The original Hummer’s design was composed mainly of rectangles and circles, which saved it from the worst of the ravages of time — also known as Things Going Out Of Style. That’s why it still looks pretty good by today’s standards. It also occupied most of your field of vision if you stood next to it, an assault on the eyes. Sitting in it, you rode above everyone else. Like a king.
That was the whole appeal, of course.
In with the old and also in with the new
The new Hummer EV is unmistakably a Hummer. It is, unimaginably, even bigger than its predecessor — Roadshow reported it to be more than a foot longer than the already gargantuan Hummer H2. It has short front- and rear-overhangs, big wheels, and a flat face. The military mood has been traded for space exploration. More or less, it is shaped like a refrigerator.
But also: Its roof comes off! It’s a pickup truck! There’s a front trunk! It crab walks! Cool!
Armed with these features and gimmicks, the Hummer EV is sure to attract buyers looking for a new toy. But the fact that it still encapsulates the same basic aesthetic from 14 years ago suggests it’s also aimed for the same group of people as before — but with one major difference. The Hummer is now electric.
I don’t yet know who the Hummer EV is for, or indeed who will buy it. But if history is to repeat itself like General Motors seems to want it to, then truck buyers (see also: Schwarzenegger cosplayers) will flock to it.

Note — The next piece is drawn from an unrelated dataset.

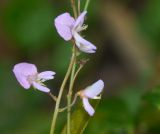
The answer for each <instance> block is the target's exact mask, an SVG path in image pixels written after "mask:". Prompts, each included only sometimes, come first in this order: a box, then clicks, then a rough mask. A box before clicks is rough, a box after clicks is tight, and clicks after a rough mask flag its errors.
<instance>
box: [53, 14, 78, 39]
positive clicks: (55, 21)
mask: <svg viewBox="0 0 160 134" xmlns="http://www.w3.org/2000/svg"><path fill="white" fill-rule="evenodd" d="M74 23H75V20H74V18H73V17H71V16H70V14H69V13H63V14H61V15H59V16H58V17H56V18H55V27H56V29H57V32H58V33H59V35H60V36H61V37H62V38H63V39H64V40H66V41H68V40H71V38H72V33H71V30H72V28H73V25H74Z"/></svg>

For a long time, driving an electric car was seen as the enemy to masculinity. Lame environmentalists owned hybrids, wore Birkenstocks, and were vegan. Real men drove trucks, ate bacon, and drank whiskey, Ron Swanson-style. But now that GM has turned the pinnacle of masculine vehicular ownership — the Hummer — into an EV, it could become the inspiration that drives even the most committed gas-guzzling truck lovers to start thinking EVs are cool.
That seems to be its mission, anyway.
Selling an idea
Aside from building a big truck, which is where GM has found the most success with domestic buyers, the company needed to design and build an EV that would really change public perception. GM has made electric cars before — good ones — in the form of the Volt plug-in hybrid and the current Bolt EV, but none of them had the same “cool” factor as a Tesla.

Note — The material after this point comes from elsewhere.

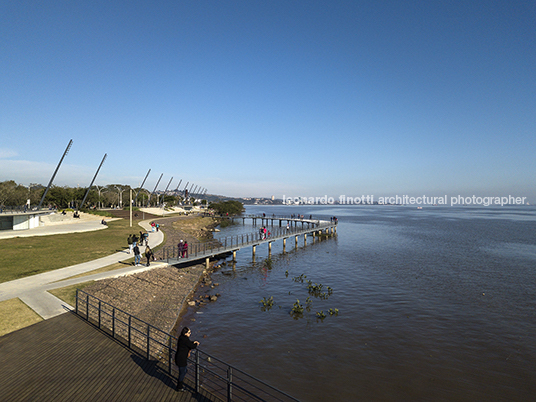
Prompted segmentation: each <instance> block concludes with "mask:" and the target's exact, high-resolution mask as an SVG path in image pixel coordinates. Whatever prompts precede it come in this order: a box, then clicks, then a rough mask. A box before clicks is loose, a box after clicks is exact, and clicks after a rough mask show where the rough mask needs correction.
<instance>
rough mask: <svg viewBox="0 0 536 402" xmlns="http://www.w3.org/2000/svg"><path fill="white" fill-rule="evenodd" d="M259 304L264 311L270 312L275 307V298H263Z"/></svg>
mask: <svg viewBox="0 0 536 402" xmlns="http://www.w3.org/2000/svg"><path fill="white" fill-rule="evenodd" d="M259 303H261V304H262V307H261V310H262V311H268V310H270V309H271V308H272V306H273V305H274V297H273V296H270V298H269V299H267V298H266V297H263V298H262V300H261V301H260V302H259Z"/></svg>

For The Drive, John Voelcker wrote: “GM is betting a ‘Supertruck’ will change that. It hopes its own massive pickup truck sales, bolstered by aggressive grilles and a macho image, can change the conversation around EVs. It’s the first GM electric car ever whose development team calls it ‘a beast’ — frequently.”
He went on: “Put simply, the GMC Hummer EV is the first electric vehicle that does things no gasoline vehicle can do, or does them better — while being audacious just by existing. No one has ever called the 238-mile Chevrolet Bolt EV compact hatchback a beast. You may hear adjectives like sensible, pleasant, capable, and dutiful. But it’s never, ever been badass.”

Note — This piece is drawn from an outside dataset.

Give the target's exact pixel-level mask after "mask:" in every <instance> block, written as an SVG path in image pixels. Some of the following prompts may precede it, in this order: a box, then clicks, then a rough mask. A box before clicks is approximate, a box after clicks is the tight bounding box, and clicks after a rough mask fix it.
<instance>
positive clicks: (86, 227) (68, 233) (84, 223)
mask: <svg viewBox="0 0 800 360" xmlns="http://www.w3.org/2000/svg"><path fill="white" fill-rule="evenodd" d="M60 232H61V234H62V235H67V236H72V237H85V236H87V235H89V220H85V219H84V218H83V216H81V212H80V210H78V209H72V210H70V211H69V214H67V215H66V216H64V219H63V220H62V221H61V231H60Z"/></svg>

The Hummer EV has a steep price. An aspirational one, even, because it’s a halo model. And the thing with halo models is you don’t actually have to sell many of them for people to think they’re cool. Their mere existence is enough to get the public talking about them, like Tesla and the Model S.
Yes, the Hummer’s so-called ruggedness and off-roading abilities make me roll my eyes (who is taking a $100,000-plus pickup truck off-roading?). But if it inspires the arguably most resistant and yet-untapped niche of buyers to start thinking about EVs in a positive light, then it will have done its job.